# Why word vectors?

When working with words, dealing with the huge but sparse domain of language can be challenging. Even for a small corpus, your neural network (or any type of model) needs to support many thousands of discrete inputs and outputs.

Besides the raw number words, the standard technique of representing words as one-hot vectors (e.g. "the" = `[0 0 0 1 0 0 0 0 ...]`) does not capture any information about relationships between words.

There are a few techniques for creating word vectors. The word2vec algorithm predicts words in a context (e.g. what is the most likely word to appear in "the cat ? the mouse"), while GloVe vectors are based on global counts across the corpus.

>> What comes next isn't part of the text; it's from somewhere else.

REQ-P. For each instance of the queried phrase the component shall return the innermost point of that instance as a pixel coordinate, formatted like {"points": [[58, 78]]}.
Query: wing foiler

# GloVe: Global Vectors for Word Representation
Created at the Stanford NLP group by: Jeffrey Pennington,   Richard Socher,   Christopher D. Manning

Word vectors address this problem by representing words in a multi-dimensional vector space. This can bring the dimensionality of the problem from hundreds-of-thousands to just hundreds. Plus, the vector space is able to capture semantic relationships between words in terms of distance and vector arithmetic.

![](https://i.imgur.com/y4hG1ak.png)






## Loading word vectors

In [3]:
'''Torchtext includes functions to download GloVe (and other) embeddings'''
import torch
import torchtext.vocab as vocab

In [4]:
glove = vocab.GloVe(name='6B', dim=100)

print('Loaded {} words'.format(len(glove.itos)))

.vector_cache/glove.6B.zip: 862MB [02:09, 6.64MB/s]                               
100%|██████████| 400000/400000 [00:14<00:00, 27400.22it/s]


Loaded 400000 words


The returned `GloVe` object includes attributes:
- `stoi` _string-to-index_ returns a dictionary of words to indexes
- `itos` _index-to-string_ returns an array of words by index
- `vectors` returns the actual vectors. To get a word vector get the index to get the vector:

## Finding closest vectors

Going from word to vector is easy enough, but to go from vector to word takes more work. Here I'm calculating the distance for each word in the vocabulary, and sorting based on that distance:

In [5]:
def get_word(word):
    return glove.vectors[glove.stoi[word]]

def closest_readable_implementation(vec, n=10):
    all_dists=[]
    for w in glove.itos:
        distance = torch.dist(vec, get_word(w))
        all_dists.append([w, distance])
    return sorted(all_dists, key=lambda t: t[1])[:n]


def closest(vec, n=10):
    all_dists = [(w, torch.dist(vec, get_word(w))) for w in glove.itos]
    return sorted(all_dists, key=lambda t: t[1])[:n]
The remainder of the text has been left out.